All traffic through Nasdaq OMX Group Inc, the second-largest U.S. stock exchange stopped at 12:14 p.m., the exchange said on its website. Shares in Nasdaq closed down 3.4 percent to $30.46.
The exchange resumed trading with a single stock, Atlantic American Corp, at 3 p.m. before trading resumed in all of its listed securities at 3:25 p.m. The lightly traded stock advanced 0.6 percent to $3.82.
The outage was the latest in series of high-profile incidents on exchanges.
“We have automated securities markets to the point where you are reliant on computers. This is going to be a recurring thing,” said Stephen Massocca, managing director, Wedbush Equity Management LLC in San Francisco.

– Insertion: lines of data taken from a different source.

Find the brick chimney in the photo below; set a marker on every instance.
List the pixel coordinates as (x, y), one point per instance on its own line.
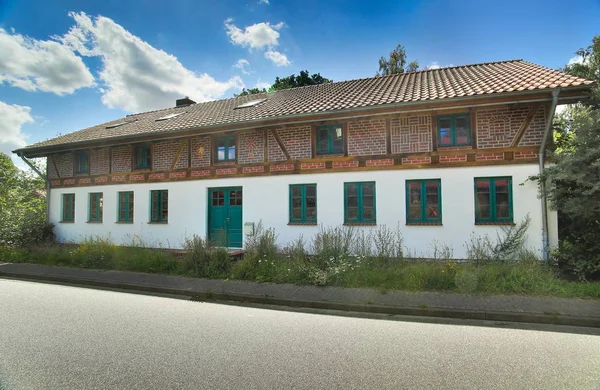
(186, 101)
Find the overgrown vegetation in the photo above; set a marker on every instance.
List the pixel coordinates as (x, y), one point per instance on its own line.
(336, 256)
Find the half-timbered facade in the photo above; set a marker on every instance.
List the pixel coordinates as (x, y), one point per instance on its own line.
(443, 153)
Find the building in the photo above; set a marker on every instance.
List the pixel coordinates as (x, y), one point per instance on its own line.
(445, 153)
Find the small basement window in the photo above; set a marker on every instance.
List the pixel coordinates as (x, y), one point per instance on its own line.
(170, 116)
(251, 103)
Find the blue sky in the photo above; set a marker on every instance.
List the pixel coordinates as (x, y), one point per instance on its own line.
(67, 65)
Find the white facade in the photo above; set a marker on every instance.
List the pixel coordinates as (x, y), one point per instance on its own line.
(266, 199)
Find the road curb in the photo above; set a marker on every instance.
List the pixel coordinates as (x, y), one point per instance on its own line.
(549, 319)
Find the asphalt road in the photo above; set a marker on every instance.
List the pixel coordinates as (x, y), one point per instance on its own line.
(59, 337)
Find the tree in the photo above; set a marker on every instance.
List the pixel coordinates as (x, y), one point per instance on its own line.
(22, 210)
(291, 81)
(396, 63)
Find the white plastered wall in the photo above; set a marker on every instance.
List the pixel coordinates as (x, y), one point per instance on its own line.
(266, 199)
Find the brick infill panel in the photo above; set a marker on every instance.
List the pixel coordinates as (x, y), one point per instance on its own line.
(155, 176)
(118, 178)
(177, 175)
(457, 158)
(226, 171)
(385, 161)
(320, 165)
(259, 169)
(203, 172)
(489, 156)
(416, 160)
(344, 164)
(282, 167)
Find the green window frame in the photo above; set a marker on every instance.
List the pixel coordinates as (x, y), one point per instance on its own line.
(68, 208)
(95, 207)
(225, 148)
(303, 203)
(159, 206)
(125, 208)
(454, 130)
(424, 201)
(82, 162)
(493, 199)
(143, 157)
(359, 202)
(330, 139)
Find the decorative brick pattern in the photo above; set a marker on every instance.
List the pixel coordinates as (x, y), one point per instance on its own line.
(64, 163)
(251, 147)
(119, 178)
(297, 141)
(200, 173)
(522, 155)
(497, 127)
(177, 175)
(282, 167)
(99, 161)
(489, 156)
(226, 171)
(344, 164)
(385, 161)
(200, 151)
(254, 169)
(50, 170)
(366, 137)
(411, 134)
(156, 176)
(416, 160)
(164, 152)
(319, 165)
(121, 159)
(458, 158)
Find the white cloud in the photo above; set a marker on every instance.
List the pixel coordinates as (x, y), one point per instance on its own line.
(257, 36)
(13, 118)
(36, 65)
(262, 85)
(136, 76)
(279, 59)
(243, 65)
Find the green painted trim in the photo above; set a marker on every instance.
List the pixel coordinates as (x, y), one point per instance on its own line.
(158, 206)
(129, 198)
(95, 197)
(225, 139)
(359, 192)
(453, 129)
(303, 219)
(68, 208)
(423, 193)
(330, 137)
(492, 185)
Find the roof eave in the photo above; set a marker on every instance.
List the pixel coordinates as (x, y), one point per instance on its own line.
(267, 122)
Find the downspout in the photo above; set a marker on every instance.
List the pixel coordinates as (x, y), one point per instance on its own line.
(45, 178)
(542, 157)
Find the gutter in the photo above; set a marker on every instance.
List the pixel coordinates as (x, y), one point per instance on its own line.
(248, 125)
(542, 157)
(46, 181)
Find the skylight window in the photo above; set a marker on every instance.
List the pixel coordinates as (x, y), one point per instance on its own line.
(251, 103)
(170, 116)
(112, 126)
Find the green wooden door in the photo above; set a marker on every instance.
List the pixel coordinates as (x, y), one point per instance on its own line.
(225, 216)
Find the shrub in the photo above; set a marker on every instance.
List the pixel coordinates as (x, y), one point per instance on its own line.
(204, 260)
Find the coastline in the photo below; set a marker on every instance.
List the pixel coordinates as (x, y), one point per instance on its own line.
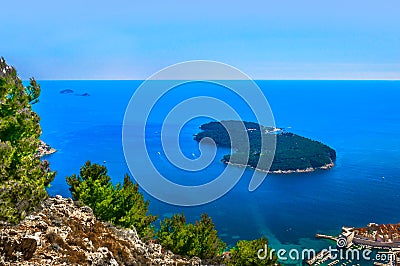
(307, 170)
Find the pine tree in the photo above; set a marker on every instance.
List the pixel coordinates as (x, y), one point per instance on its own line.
(23, 175)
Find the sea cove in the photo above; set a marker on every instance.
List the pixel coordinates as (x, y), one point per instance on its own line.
(359, 119)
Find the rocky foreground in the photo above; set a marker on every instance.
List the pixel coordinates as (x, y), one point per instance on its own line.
(62, 233)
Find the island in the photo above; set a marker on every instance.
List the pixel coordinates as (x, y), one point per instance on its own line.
(293, 154)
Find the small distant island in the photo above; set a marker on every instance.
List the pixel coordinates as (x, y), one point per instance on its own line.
(293, 154)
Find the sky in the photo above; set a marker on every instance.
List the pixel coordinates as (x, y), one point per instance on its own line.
(266, 39)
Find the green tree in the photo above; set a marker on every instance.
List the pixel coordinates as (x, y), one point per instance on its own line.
(246, 253)
(199, 239)
(122, 205)
(23, 176)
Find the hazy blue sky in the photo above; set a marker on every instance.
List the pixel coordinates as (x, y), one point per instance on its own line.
(280, 39)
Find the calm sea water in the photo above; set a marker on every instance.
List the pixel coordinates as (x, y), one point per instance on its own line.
(360, 119)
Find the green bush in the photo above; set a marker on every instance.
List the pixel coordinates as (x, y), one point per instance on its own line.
(199, 239)
(245, 253)
(23, 176)
(122, 205)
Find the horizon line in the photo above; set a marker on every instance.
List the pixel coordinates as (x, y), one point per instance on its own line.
(263, 79)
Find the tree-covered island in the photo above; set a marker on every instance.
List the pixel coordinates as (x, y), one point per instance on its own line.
(293, 153)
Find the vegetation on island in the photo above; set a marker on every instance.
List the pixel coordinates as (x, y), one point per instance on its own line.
(23, 175)
(122, 205)
(246, 253)
(293, 152)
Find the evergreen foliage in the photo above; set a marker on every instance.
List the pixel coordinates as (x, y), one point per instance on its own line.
(246, 253)
(199, 239)
(122, 205)
(23, 176)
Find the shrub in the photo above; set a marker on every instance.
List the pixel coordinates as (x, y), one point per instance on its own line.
(245, 253)
(199, 239)
(122, 205)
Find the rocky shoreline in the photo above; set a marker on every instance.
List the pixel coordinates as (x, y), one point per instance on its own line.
(63, 233)
(307, 170)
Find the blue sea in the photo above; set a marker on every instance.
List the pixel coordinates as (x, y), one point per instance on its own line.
(359, 119)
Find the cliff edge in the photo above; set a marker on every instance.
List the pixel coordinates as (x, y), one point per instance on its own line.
(63, 233)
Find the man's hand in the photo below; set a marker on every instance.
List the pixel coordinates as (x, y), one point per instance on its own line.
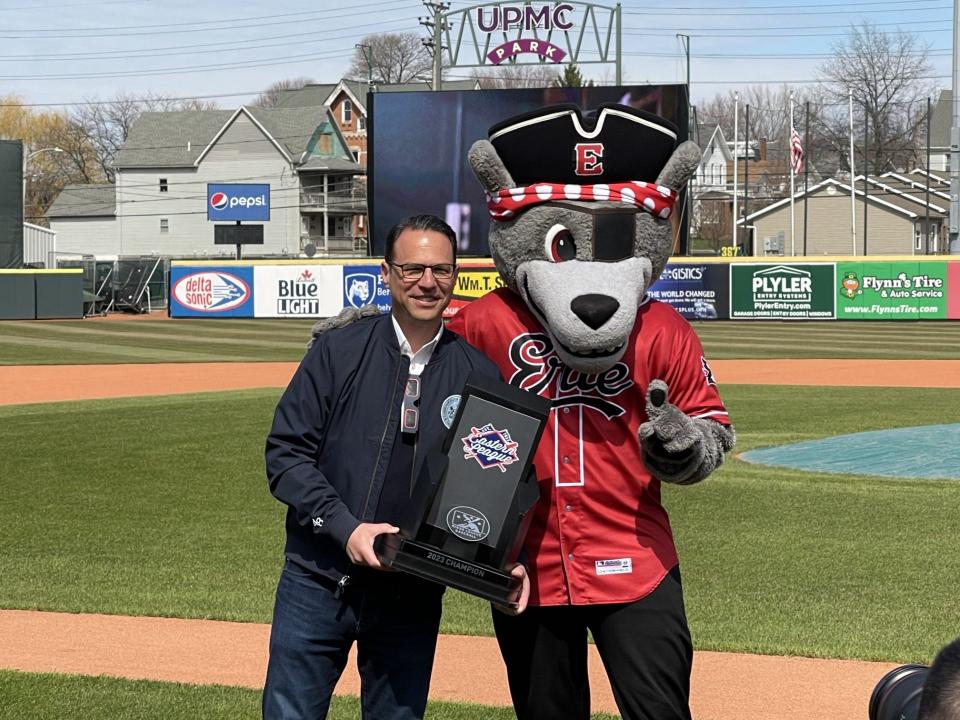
(519, 572)
(360, 543)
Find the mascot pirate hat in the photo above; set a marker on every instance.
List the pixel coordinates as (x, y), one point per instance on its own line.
(554, 153)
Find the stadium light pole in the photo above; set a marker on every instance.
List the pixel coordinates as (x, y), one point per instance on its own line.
(26, 158)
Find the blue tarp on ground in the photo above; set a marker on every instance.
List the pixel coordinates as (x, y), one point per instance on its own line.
(928, 451)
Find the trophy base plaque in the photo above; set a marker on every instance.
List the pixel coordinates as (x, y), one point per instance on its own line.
(470, 507)
(428, 562)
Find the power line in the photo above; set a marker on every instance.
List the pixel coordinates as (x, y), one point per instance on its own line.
(183, 26)
(720, 13)
(214, 47)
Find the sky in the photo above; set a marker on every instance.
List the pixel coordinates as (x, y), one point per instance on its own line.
(63, 52)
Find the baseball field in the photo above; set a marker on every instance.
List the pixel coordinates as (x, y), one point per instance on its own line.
(150, 502)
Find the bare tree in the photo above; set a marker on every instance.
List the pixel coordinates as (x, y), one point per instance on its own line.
(889, 77)
(516, 76)
(769, 112)
(106, 125)
(271, 96)
(391, 58)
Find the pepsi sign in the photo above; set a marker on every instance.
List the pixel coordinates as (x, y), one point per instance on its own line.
(211, 291)
(233, 202)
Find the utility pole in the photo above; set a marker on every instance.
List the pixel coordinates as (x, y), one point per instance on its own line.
(685, 40)
(435, 21)
(736, 117)
(746, 178)
(368, 56)
(955, 138)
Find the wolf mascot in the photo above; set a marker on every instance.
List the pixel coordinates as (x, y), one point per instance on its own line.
(582, 210)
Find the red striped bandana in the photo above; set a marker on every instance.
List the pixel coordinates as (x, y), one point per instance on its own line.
(655, 199)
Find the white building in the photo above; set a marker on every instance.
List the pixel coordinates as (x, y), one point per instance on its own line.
(158, 205)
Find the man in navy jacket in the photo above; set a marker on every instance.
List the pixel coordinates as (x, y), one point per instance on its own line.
(348, 438)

“It is difficult to have automated systems that don’t have issues on occasion.”
The outage led to what was easily the lowest full-session volume of the year, with about 4.23 billion shares traded on the New York Stock Exchange, NYSE MKT and Nasdaq, well below the daily average of 6.3 billion.
The Dow Jones industrial average rose 66.19 points or 0.44 percent, to 14,963.74, the S&P 500 gained 14.16 points or 0.86 percent, to 1,656.96 and the Nasdaq Composite added 38.918 points or 1.08 percent, to 3,638.707.
The Nasdaq Composite Index was up 31.38 points, or 0.87 percent, at 3,631.17 when the trading halt began, putting the brakes on trading in stocks of such well-known companies as Apple, Microsoft and Amazon.com.
Microsoft ended the session as the biggest boost to both the S&P 500 and Nasdaq 100 indexes, up 2.5 percent to $32.39. Apple edged up 0.1 percent to $502.96 while Amazon closed 1.8 percent higher at $289.73.
Throughout the Nasdaq outage, other exchanges such as the New York Stock Exchange continued to operate.
The Dow industrials rose for the first time in seven sessions after upbeat data from the world’s top economies overshadowed nervousness over the winding down of the Federal Reserve’s stimulus program.
Gains in the Dow were limited by Hewlett-Packard, which tumbled 12.5 percent to $22.22 a day after reporting a decline in the Enterprise Group’s revenue. The group is the computer company’s second-largest division and a critical component of Chief Executive Meg Whitman’s plan to transform the company.
The S&P 500 registered its biggest percentage gain since August 1, but was unable to close above its 50-day moving average for a fifth straight session. The mark, now at 1,658.87, has become a technical hurdle.
Advancing stocks outnumbered declining ones on the NYSE by 2,551 to 479, while on the Nasdaq, advancers beat decliners 1,964 to 519.